Tear was in probably the first party to leave for Ohio (in 1826)- as he states:
I will mention here, before reaching Liverpool, they [his parents] expected to take passage to Philadelphia, Pennsylvania. Then travel by wagon, across the country to Jefferson County, Ohio. Two families were there, who had left the Island some 4 years before. At Liverpool, they were informed of the recent completion, of the Erie Canal, enabling them to reach Ohio by way of New York, by water, which was far more preferable. So they went to New York.
This route quickly became the standard route as taken by Thomas Kelly the following year.
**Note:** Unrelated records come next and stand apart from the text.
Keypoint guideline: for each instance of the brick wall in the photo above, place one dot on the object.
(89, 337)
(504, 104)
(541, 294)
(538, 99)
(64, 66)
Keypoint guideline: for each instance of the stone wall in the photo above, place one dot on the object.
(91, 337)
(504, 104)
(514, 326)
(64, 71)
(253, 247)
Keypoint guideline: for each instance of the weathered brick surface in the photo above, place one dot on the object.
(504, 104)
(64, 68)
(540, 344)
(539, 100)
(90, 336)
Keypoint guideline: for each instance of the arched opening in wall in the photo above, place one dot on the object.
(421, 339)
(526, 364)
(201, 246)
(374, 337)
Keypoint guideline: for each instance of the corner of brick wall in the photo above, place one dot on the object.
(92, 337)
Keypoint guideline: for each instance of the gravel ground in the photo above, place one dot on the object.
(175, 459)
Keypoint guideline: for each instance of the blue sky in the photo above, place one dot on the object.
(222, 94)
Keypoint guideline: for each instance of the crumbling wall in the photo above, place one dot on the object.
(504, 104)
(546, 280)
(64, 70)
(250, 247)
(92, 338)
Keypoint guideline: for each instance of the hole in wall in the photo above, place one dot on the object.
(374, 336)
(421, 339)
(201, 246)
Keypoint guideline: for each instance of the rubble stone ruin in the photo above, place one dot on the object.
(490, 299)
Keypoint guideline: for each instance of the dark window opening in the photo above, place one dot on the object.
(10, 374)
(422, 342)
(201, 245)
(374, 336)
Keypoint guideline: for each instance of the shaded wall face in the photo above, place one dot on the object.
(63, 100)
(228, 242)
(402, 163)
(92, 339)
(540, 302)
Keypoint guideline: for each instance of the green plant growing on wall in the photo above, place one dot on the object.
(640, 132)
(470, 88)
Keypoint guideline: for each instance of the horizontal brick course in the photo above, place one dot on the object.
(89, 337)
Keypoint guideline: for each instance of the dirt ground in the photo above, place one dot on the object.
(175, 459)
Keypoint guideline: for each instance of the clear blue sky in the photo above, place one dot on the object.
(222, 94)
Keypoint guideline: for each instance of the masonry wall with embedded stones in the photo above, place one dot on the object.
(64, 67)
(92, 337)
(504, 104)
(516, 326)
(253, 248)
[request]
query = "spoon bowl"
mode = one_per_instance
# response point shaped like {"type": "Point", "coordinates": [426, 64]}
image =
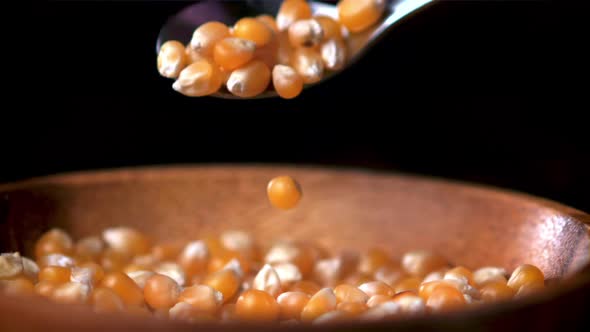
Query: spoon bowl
{"type": "Point", "coordinates": [181, 26]}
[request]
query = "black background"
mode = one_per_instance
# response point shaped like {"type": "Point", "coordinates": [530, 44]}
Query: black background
{"type": "Point", "coordinates": [484, 91]}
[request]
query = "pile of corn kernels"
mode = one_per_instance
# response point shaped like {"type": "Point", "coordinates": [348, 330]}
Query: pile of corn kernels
{"type": "Point", "coordinates": [233, 278]}
{"type": "Point", "coordinates": [295, 49]}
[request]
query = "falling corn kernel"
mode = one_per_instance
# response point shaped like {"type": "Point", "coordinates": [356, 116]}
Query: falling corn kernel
{"type": "Point", "coordinates": [171, 59]}
{"type": "Point", "coordinates": [358, 15]}
{"type": "Point", "coordinates": [309, 64]}
{"type": "Point", "coordinates": [306, 33]}
{"type": "Point", "coordinates": [250, 80]}
{"type": "Point", "coordinates": [231, 53]}
{"type": "Point", "coordinates": [200, 78]}
{"type": "Point", "coordinates": [207, 35]}
{"type": "Point", "coordinates": [283, 192]}
{"type": "Point", "coordinates": [254, 30]}
{"type": "Point", "coordinates": [287, 82]}
{"type": "Point", "coordinates": [291, 11]}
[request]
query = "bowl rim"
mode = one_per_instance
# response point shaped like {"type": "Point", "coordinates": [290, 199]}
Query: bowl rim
{"type": "Point", "coordinates": [570, 285]}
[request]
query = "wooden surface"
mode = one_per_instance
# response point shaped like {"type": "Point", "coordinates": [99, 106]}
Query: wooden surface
{"type": "Point", "coordinates": [473, 226]}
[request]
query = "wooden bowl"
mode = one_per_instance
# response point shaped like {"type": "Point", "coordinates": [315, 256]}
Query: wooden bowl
{"type": "Point", "coordinates": [472, 225]}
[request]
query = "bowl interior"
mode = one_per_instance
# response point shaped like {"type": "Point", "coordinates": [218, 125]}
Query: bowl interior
{"type": "Point", "coordinates": [340, 209]}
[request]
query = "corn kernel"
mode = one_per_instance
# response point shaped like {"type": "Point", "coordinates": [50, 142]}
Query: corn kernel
{"type": "Point", "coordinates": [306, 33]}
{"type": "Point", "coordinates": [207, 35]}
{"type": "Point", "coordinates": [161, 292]}
{"type": "Point", "coordinates": [358, 15]}
{"type": "Point", "coordinates": [377, 288]}
{"type": "Point", "coordinates": [331, 28]}
{"type": "Point", "coordinates": [270, 22]}
{"type": "Point", "coordinates": [267, 280]}
{"type": "Point", "coordinates": [309, 64]}
{"type": "Point", "coordinates": [488, 274]}
{"type": "Point", "coordinates": [352, 308]}
{"type": "Point", "coordinates": [373, 260]}
{"type": "Point", "coordinates": [256, 305]}
{"type": "Point", "coordinates": [306, 286]}
{"type": "Point", "coordinates": [407, 284]}
{"type": "Point", "coordinates": [409, 302]}
{"type": "Point", "coordinates": [231, 53]}
{"type": "Point", "coordinates": [291, 11]}
{"type": "Point", "coordinates": [89, 248]}
{"type": "Point", "coordinates": [124, 287]}
{"type": "Point", "coordinates": [202, 297]}
{"type": "Point", "coordinates": [526, 274]}
{"type": "Point", "coordinates": [194, 258]}
{"type": "Point", "coordinates": [57, 274]}
{"type": "Point", "coordinates": [201, 78]}
{"type": "Point", "coordinates": [126, 240]}
{"type": "Point", "coordinates": [286, 81]}
{"type": "Point", "coordinates": [254, 30]}
{"type": "Point", "coordinates": [71, 292]}
{"type": "Point", "coordinates": [333, 53]}
{"type": "Point", "coordinates": [45, 288]}
{"type": "Point", "coordinates": [349, 293]}
{"type": "Point", "coordinates": [283, 192]}
{"type": "Point", "coordinates": [225, 281]}
{"type": "Point", "coordinates": [249, 80]}
{"type": "Point", "coordinates": [378, 299]}
{"type": "Point", "coordinates": [320, 303]}
{"type": "Point", "coordinates": [292, 304]}
{"type": "Point", "coordinates": [171, 59]}
{"type": "Point", "coordinates": [105, 300]}
{"type": "Point", "coordinates": [445, 298]}
{"type": "Point", "coordinates": [17, 286]}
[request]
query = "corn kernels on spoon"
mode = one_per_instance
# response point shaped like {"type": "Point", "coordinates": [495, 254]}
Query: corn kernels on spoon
{"type": "Point", "coordinates": [180, 27]}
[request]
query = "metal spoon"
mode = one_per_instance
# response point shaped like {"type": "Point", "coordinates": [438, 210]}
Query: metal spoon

To continue with Tear's account:
We were in New York only a few hours, before starting for Albany, on the river. We were on some kind of boat, that was fastened to the side of a steamer, and drawn along, or towed. The boat was open and there were two boats on one side and one on the other side of the steamer. Thus we went up the Hudson River to Albany, in not over 24 hours.
We had gotten to Albany and while waiting on the dock, for a canal boat, on which to take passage, there was a great strife among the boats for the passengers.
We finally got aboard a boat, and reached Buffalo in a week.
At Buffalo, we were put aboard a schooner called,"The Lady of the Lake"; because of foul wind, the flat bottom of the vessel, and the unskillfulness of the seamen, we were two weeks in reaching Fairport, 160 miles. We landed early in the morning, before sunrise, on the 5th of July, 1826. A boat came from shore to take us In, the schooner was not able to enter the harbor, because of a bar.
D. Hollet Passage to the New World Abergavenny:P.M.Heaton Publishing 1995 (ISBN 1-872006-08-6) deals mainly with the Irish Mass emigration of the mid 1840's but chapter 5 gives a short history of the New York Packets
Adam Hodgson Letters from North America written during a Tour in the United States and Canada 2 vols (extract from vol 2 p343/7) 1824 Hurst Robinson & Co London and A. Constable & Co Edinburgh.
Tear's account is retold in chap 16/17 of Manx, Isle of Man History of Manx People who came to America Lake County Genealogical Society (ed. L McNaughton) 1991. This in turn is based on a Manuscript Notebook (50 pp) in Morely Library Painesville, Ohio.